The drop in terms of the valuation of the 2 properties were mainly due to a weakening British Pounds against the Singapore Dollar.

‌Apart from that, both properties have a very strong occupancy rate of above 96.0%, higher than the Central London Office occupancy of 91.9%, as well as having a long WALE of 9.5 years – which can be attributed to the properties located in the heart of City of London, as well as near transportation nodes.

2. Good Diversification between Singapore and Overseas

‌As far as the REIT’s property investment goes, I like it that it is Singapore-focused, and at the same time, having investments in other countries for diversification of income. As at 31 December 2022, 74% of its assets under management is in Singapore, remaining 16% and 10% in Australia and the United Kingdom respectively.

‌The main reason is because, Singapore is such a small country. As such, the number of acquisition opportunities available is also very limited. On top of that, a huge majority of the commercial properties in Singapore are leasehold.

‌This is unlike investing in overseas countries, where most are much bigger in terms of size compared to Singapore. Therefore, there are much more opportunities available for the REIT to expand its portfolio and in doing so, improve on its financial performance and returns to unitholders. Also, the overseas properties are mainly freehold, which are generally worth more compared to properties with leasehold titles.

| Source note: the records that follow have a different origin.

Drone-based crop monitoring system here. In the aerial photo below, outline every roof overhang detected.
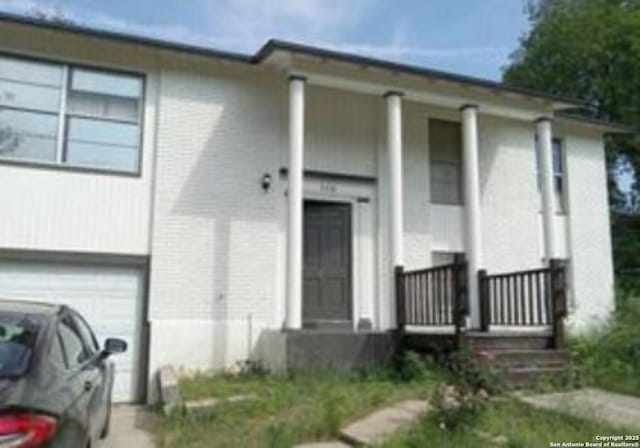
[0,12,636,133]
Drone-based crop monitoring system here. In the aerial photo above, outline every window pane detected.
[431,162,460,185]
[0,313,40,379]
[0,79,60,112]
[73,313,99,354]
[71,69,142,98]
[67,91,139,122]
[430,162,462,205]
[69,118,140,148]
[49,334,67,369]
[0,135,57,162]
[429,120,462,162]
[0,108,58,136]
[0,109,58,161]
[0,56,62,87]
[60,319,87,368]
[66,141,138,172]
[431,182,462,205]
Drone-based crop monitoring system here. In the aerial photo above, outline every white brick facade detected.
[0,19,613,400]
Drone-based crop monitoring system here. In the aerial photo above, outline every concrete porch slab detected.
[340,400,429,445]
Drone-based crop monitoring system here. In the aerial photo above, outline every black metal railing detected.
[478,259,567,345]
[396,254,468,338]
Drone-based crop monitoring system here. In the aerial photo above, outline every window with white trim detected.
[535,136,566,213]
[0,55,143,173]
[429,119,463,205]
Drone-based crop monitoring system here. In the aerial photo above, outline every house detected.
[0,14,619,401]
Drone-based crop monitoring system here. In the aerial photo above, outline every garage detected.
[0,259,145,402]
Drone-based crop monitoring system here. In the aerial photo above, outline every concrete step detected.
[466,333,552,352]
[480,349,569,368]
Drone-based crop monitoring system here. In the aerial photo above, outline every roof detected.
[0,299,62,315]
[0,12,584,106]
[0,11,638,133]
[555,111,638,134]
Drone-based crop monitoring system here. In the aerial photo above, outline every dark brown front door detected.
[302,201,351,328]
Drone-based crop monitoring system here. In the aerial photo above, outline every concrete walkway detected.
[521,389,640,429]
[98,405,156,448]
[294,400,430,448]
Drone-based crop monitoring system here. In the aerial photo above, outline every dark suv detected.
[0,300,127,448]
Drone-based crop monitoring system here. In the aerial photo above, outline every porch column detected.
[536,117,556,261]
[385,92,404,326]
[460,105,482,328]
[285,76,305,330]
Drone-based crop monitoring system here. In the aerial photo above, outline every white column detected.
[385,92,404,269]
[385,92,404,328]
[461,105,482,328]
[285,76,305,330]
[536,117,556,261]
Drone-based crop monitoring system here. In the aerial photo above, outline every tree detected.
[503,0,640,268]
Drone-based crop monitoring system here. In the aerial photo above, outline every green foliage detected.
[158,369,439,448]
[570,285,640,396]
[447,350,506,395]
[431,384,489,431]
[381,398,638,448]
[503,0,640,269]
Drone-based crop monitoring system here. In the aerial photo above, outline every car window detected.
[0,312,41,378]
[49,333,67,369]
[59,316,90,369]
[71,313,100,355]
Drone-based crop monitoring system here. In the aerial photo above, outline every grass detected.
[382,398,640,448]
[159,371,439,448]
[570,287,640,396]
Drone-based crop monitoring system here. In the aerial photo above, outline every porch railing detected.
[396,254,469,344]
[478,259,567,346]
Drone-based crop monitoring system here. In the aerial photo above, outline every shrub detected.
[396,351,438,381]
[569,289,640,396]
[431,383,489,431]
[447,350,506,395]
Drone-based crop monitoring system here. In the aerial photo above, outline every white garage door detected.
[0,260,143,402]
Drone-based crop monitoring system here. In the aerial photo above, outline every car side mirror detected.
[102,338,127,357]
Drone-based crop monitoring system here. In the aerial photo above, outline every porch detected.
[280,71,569,334]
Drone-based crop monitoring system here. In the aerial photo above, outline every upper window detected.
[536,136,565,212]
[0,56,143,172]
[429,120,462,205]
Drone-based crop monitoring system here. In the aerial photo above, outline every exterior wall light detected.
[260,173,272,193]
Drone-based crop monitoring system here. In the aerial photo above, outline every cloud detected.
[201,0,377,51]
[0,0,510,68]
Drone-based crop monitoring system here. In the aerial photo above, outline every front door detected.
[302,201,351,328]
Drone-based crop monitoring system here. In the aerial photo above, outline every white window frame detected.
[0,52,147,177]
[427,117,465,207]
[534,135,567,215]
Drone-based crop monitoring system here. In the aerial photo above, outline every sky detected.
[0,0,529,80]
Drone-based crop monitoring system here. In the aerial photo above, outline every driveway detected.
[98,405,156,448]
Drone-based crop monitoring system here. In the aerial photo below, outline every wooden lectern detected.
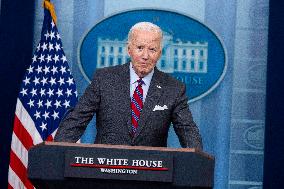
[28,142,215,189]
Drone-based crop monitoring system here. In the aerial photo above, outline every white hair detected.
[128,22,163,43]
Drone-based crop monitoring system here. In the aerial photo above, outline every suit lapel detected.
[116,63,132,133]
[133,67,163,140]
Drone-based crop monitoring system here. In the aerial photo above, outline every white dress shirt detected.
[129,62,154,103]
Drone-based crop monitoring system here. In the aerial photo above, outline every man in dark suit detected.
[55,22,202,149]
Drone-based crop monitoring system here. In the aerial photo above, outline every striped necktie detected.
[131,78,144,136]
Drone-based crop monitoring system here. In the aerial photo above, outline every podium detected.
[28,142,215,189]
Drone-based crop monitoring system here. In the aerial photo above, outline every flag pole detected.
[42,0,57,24]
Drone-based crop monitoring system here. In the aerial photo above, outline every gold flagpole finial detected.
[42,0,57,24]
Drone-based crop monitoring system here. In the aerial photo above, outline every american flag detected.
[8,2,77,189]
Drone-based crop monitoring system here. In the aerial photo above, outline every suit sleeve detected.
[172,84,203,150]
[54,73,100,142]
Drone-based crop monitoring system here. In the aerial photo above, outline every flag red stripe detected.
[45,135,53,141]
[14,116,34,150]
[10,150,34,189]
[8,183,14,189]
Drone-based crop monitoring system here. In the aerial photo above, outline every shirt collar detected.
[129,62,154,86]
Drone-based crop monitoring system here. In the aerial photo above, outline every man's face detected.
[128,29,161,77]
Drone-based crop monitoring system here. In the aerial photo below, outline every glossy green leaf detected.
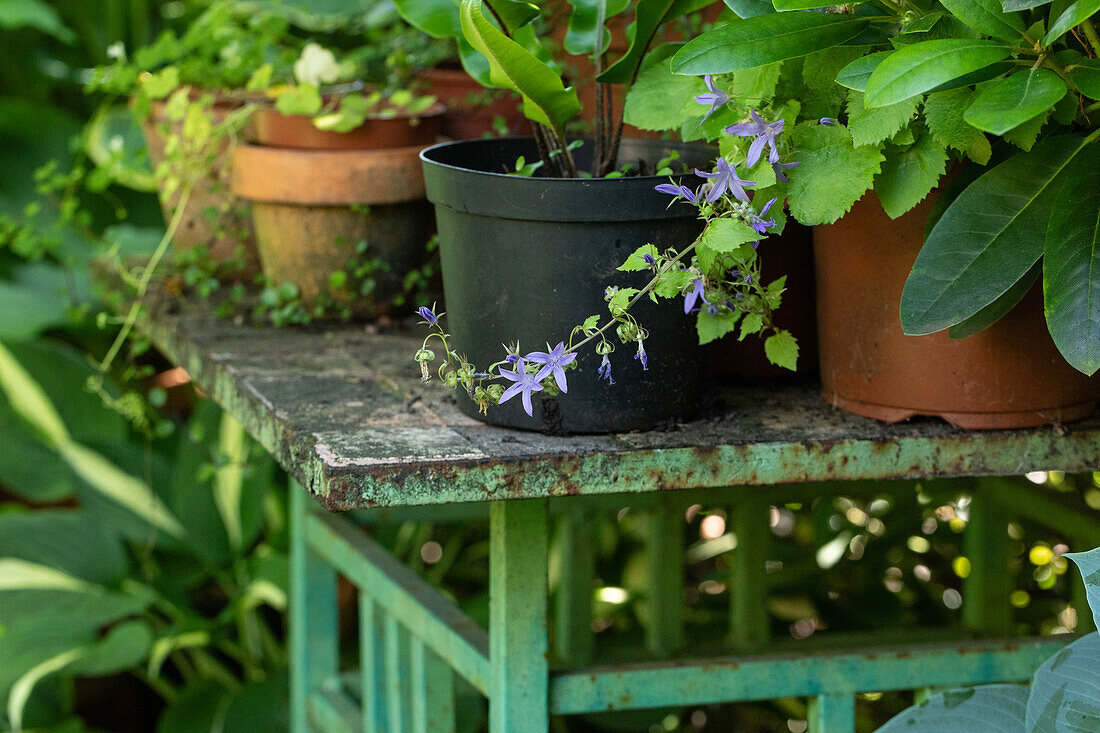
[963,68,1067,135]
[460,0,581,139]
[672,10,866,74]
[1062,547,1100,628]
[1069,58,1100,100]
[941,0,1024,41]
[947,262,1043,339]
[866,39,1011,107]
[1043,0,1100,46]
[836,51,893,91]
[596,0,675,84]
[1043,150,1100,374]
[878,685,1029,733]
[901,134,1086,336]
[1026,634,1100,733]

3. Quarterly Distribution Payout Frequency

Last but not least, my preference is towards REITs that have a quarterly payout frequency – and Suntec REIT is one of the few Singapore-listed REITs that satisfies this criteria of mine.

Closing Thoughts

‌No doubt the REIT is faced with several headwinds, including higher finance costs (as a result of rising interest rates), negative impacts of foreign currencies against the Singapore Dollar, along with rising energy costs (limited impact as most of the costs are passed through to the tenants) – but these are problems faced by the entire REIT industry in general.

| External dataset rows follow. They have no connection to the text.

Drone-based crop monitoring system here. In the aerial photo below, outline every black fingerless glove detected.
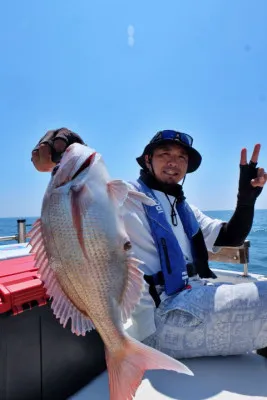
[237,162,262,206]
[34,128,85,163]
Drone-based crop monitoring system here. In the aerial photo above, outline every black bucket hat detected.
[136,130,202,173]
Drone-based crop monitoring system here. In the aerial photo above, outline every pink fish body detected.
[30,144,192,400]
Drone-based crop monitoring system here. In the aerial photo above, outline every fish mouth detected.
[71,152,96,181]
[52,152,96,188]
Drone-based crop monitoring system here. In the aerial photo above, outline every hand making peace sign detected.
[238,144,267,205]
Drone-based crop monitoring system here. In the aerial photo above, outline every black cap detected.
[136,130,202,173]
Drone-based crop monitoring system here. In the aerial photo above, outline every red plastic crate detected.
[0,255,47,315]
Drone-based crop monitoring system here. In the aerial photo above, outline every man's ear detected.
[145,154,151,171]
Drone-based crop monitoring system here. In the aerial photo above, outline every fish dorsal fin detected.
[107,179,129,207]
[120,257,144,323]
[28,219,94,336]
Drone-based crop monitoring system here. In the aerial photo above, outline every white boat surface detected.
[69,269,267,400]
[0,243,267,400]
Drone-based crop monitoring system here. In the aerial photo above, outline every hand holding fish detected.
[238,144,267,205]
[31,128,84,172]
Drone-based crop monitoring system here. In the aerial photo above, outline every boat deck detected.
[70,270,267,400]
[70,353,267,400]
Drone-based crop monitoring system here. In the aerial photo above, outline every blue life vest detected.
[134,179,199,295]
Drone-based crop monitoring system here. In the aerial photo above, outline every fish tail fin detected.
[105,338,193,400]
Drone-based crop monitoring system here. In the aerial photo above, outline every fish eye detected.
[123,241,132,251]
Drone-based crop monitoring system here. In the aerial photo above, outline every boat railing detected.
[0,219,250,276]
[209,240,250,276]
[0,219,31,243]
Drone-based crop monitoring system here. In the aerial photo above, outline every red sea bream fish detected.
[30,144,192,400]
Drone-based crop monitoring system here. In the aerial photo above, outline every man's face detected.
[145,144,188,184]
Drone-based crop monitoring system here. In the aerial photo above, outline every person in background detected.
[32,128,267,359]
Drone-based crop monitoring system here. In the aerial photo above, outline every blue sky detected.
[0,0,267,217]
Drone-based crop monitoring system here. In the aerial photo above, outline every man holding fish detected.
[32,128,267,366]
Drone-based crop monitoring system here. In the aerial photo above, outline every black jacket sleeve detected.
[214,163,262,246]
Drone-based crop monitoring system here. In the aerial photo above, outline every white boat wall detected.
[0,227,267,400]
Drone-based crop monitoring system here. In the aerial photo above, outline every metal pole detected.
[17,219,26,243]
[243,263,248,276]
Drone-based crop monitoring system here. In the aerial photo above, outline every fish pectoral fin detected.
[29,218,94,336]
[128,190,156,206]
[107,179,129,207]
[47,274,95,336]
[120,257,145,323]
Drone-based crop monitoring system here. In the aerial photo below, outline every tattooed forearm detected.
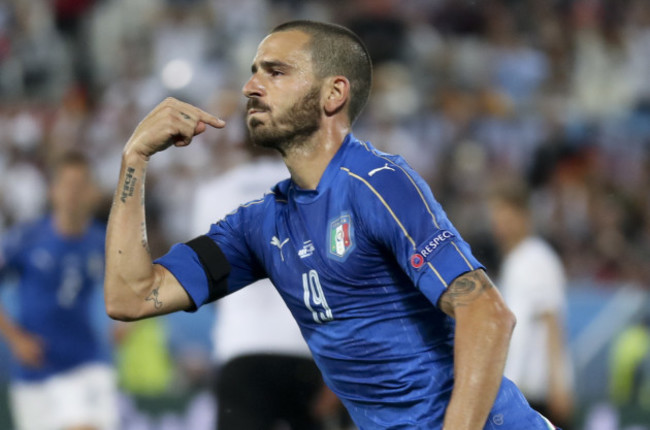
[140,169,145,206]
[145,287,163,309]
[439,270,494,316]
[120,167,138,203]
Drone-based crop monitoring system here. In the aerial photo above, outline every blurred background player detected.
[0,153,117,430]
[192,141,346,430]
[490,181,573,430]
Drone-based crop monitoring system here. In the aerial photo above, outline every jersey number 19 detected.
[302,269,334,324]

‌Looking beyond the headwinds, I remain confident of the REIT’s ability to grow its revenue due to the high quality of the properties in its portfolio (in that they are Grade A buildings, as well as being strategically located near transportation nodes), along with the fact that all of the REITs’ properties have achieved a high occupancy rate – which provides some stability in terms of revenue contribution.

‌With that, I have come to the end of my post today to explain the reasons for staying invested in the REIT, and I hope you’ve found the contents presented above useful.

Disclaimer: This post was written in partnership with Suntec REIT. At the time of writing, I am a unitholder of the Singapore-listed commercial REIT. Do take note that all the opinions expressed above are purely mine for educational purposes only. You should always do your own due diligence prior to making any investment decisions.